Le géant industriel nigérian Dangote a conclu des accords d’approvisionnement en gaz naturel avec la Nigerian National Petroleum Company (NNPC) pour trois de ses principales filiales. Ces contrats visent à sécuriser l’énergie nécessaire à leurs ambitieux projets d’expansion, alignant les intérêts du conglomérat privé avec la nouvelle feuille de route gazière de l’État.
Les entités Dangote Refinery, Dangote Cement et Dangote Fertiliser ont signé des accords élargis de vente et d’achat de gaz (GSPA) avec deux filiales de la NNPC. Ces contrats répondent directement à l’augmentation anticipée de leurs besoins énergétiques. Pour la raffinerie et l’usine d’engrais, le gaz naturel est une matière première cruciale. Pour le cimentier, il s’agit à la fois de garantir sa production et de développer l’usage du gaz naturel comprimé (GNC) pour son transport industriel, dans une optique de transition énergétique.
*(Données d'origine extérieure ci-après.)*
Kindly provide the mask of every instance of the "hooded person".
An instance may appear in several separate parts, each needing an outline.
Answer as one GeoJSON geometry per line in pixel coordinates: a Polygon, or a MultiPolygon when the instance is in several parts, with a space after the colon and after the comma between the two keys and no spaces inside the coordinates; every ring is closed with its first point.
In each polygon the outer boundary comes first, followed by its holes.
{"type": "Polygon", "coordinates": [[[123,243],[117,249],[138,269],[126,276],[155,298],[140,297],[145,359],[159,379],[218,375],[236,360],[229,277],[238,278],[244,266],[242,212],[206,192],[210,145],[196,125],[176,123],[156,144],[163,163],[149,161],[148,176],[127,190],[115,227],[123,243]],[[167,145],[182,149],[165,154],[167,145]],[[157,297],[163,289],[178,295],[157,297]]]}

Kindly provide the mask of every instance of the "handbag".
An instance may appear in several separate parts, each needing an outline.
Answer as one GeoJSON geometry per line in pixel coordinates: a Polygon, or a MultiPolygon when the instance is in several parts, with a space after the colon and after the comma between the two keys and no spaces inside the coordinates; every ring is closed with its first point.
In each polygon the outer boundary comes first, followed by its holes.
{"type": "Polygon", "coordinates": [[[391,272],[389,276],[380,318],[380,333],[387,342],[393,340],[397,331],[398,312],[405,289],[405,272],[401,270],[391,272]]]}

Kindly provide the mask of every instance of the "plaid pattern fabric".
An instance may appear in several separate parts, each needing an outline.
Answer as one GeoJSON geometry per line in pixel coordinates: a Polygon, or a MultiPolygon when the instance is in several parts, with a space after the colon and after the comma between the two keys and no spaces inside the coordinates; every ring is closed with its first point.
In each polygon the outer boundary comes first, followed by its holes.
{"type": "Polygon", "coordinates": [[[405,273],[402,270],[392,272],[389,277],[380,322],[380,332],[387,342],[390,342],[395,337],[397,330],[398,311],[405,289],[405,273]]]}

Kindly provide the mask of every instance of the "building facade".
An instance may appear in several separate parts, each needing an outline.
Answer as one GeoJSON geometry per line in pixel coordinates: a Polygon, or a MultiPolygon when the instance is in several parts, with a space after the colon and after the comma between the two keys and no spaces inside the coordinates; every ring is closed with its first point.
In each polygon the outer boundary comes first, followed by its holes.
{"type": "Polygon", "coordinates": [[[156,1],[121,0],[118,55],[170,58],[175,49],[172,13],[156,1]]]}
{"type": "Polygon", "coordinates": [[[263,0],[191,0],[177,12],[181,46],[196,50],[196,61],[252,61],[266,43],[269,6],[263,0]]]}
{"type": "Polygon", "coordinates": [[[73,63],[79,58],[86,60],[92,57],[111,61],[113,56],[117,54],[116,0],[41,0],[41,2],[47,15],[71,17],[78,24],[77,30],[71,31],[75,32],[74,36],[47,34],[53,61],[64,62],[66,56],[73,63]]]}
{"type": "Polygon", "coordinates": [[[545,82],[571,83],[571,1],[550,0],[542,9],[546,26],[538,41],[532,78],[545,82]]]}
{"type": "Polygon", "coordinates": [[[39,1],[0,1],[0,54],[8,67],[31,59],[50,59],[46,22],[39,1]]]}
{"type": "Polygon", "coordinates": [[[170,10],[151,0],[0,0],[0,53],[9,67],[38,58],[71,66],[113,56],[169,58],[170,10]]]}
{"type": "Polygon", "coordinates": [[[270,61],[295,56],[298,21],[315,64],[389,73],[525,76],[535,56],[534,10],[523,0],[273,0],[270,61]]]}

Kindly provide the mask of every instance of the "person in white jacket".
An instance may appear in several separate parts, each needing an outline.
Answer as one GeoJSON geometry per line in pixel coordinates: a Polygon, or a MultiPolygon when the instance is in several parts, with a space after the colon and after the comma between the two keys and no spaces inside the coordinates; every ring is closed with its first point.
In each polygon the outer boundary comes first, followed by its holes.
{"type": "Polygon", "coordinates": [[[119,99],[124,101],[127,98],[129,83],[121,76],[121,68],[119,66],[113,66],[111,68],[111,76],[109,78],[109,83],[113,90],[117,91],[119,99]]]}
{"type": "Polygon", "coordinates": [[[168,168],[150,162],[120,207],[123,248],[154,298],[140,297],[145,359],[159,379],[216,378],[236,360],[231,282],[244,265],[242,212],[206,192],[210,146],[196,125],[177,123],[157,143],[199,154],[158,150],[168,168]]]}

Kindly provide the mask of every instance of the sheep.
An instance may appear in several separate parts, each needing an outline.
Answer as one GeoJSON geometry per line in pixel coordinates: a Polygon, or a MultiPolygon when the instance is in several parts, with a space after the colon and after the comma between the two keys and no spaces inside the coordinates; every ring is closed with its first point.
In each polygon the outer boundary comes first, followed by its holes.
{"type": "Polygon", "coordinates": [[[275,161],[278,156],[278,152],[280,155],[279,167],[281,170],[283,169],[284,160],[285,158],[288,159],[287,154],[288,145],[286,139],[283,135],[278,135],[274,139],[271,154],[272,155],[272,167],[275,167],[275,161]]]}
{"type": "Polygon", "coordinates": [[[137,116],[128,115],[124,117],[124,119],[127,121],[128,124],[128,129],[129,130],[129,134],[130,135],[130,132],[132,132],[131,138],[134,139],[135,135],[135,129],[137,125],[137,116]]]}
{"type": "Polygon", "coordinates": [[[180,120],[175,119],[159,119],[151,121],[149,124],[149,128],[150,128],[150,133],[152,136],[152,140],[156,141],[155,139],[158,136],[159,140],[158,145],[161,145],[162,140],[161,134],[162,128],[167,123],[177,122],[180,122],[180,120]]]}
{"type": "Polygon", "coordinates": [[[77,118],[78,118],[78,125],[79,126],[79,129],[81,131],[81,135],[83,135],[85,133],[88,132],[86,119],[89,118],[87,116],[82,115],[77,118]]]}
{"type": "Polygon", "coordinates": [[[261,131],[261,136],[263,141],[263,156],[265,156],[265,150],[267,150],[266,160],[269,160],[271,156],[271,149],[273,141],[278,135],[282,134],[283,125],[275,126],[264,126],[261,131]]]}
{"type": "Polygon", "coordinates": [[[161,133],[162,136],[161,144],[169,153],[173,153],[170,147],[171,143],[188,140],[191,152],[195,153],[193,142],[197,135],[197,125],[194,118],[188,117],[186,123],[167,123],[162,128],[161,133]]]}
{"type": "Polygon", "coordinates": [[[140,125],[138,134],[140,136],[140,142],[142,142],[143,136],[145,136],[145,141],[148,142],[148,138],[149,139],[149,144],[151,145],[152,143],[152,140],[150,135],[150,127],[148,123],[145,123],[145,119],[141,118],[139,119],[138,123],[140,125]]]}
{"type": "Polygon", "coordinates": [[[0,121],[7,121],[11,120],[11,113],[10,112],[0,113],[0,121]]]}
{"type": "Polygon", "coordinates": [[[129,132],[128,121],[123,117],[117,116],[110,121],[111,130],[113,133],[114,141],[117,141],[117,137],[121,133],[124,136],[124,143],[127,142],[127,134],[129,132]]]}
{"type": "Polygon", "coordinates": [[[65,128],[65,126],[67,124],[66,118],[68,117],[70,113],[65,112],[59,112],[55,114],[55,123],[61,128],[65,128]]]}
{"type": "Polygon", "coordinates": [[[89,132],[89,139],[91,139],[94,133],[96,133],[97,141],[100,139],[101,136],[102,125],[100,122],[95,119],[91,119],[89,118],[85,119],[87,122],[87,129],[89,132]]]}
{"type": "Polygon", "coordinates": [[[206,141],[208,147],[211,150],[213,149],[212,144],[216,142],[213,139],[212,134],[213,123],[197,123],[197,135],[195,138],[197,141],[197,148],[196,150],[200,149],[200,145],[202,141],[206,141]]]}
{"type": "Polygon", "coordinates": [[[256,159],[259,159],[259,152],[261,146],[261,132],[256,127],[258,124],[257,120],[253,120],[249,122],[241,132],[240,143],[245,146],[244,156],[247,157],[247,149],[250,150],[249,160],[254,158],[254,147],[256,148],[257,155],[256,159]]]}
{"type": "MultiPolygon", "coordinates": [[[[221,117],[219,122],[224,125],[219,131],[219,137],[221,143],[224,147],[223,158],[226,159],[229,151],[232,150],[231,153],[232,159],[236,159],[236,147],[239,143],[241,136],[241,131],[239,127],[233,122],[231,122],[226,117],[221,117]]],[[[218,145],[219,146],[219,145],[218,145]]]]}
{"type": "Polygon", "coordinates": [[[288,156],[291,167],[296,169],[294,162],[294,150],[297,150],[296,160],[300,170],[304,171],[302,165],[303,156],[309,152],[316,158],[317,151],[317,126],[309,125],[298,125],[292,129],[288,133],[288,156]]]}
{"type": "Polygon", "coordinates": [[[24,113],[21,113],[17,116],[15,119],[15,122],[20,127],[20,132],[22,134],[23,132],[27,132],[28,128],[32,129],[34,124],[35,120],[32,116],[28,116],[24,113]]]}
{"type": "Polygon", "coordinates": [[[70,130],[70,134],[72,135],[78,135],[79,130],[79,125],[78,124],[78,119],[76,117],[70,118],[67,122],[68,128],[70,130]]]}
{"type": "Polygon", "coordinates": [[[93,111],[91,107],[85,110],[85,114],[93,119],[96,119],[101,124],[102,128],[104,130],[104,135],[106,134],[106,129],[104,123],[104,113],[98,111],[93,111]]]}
Ces signatures sont intervenues lors du lancement du « NNPC Gas Master Plan 2026 ». Ce contexte est essentiel. Le Nigeria, détenteur des premières réserves de gaz d’Afrique, peine historiquement à les valoriser pour son développement interne, notamment à cause d’infrastructures insuffisantes et d’un approvisionnement peu fiable. Le nouveau plan stratégique de la compagnie publique entend remédier à cette situation. Il s’inscrit dans une relation déjà ancienne entre la NNPC et Dangote, renforcée l’an dernier par un accord décennal pour la fourniture de gaz à la raffinerie de Lekki.
Les perspectives ouvertes par ces contrats sont doubles. Pour le groupe Dangote, ils verrouillent un approvisionnement stratégique, permettant de planifier sereinement ses augmentations de capacités. Pour le Nigeria, ils consacrent Dangote comme un pilier industriel de la stratégie gazière nationale. Le Gas Master Plan 2026 ambitionne en effet de porter la production nationale à 12 milliards de pieds cubes par jour d’ici 2030 et de catalyser plus de 60 milliards de dollars d’investissements. La demande sûre représentée par un tel consortium industriel est un argument fort pour justifier de nouveaux investissements dans les infrastructures gazières.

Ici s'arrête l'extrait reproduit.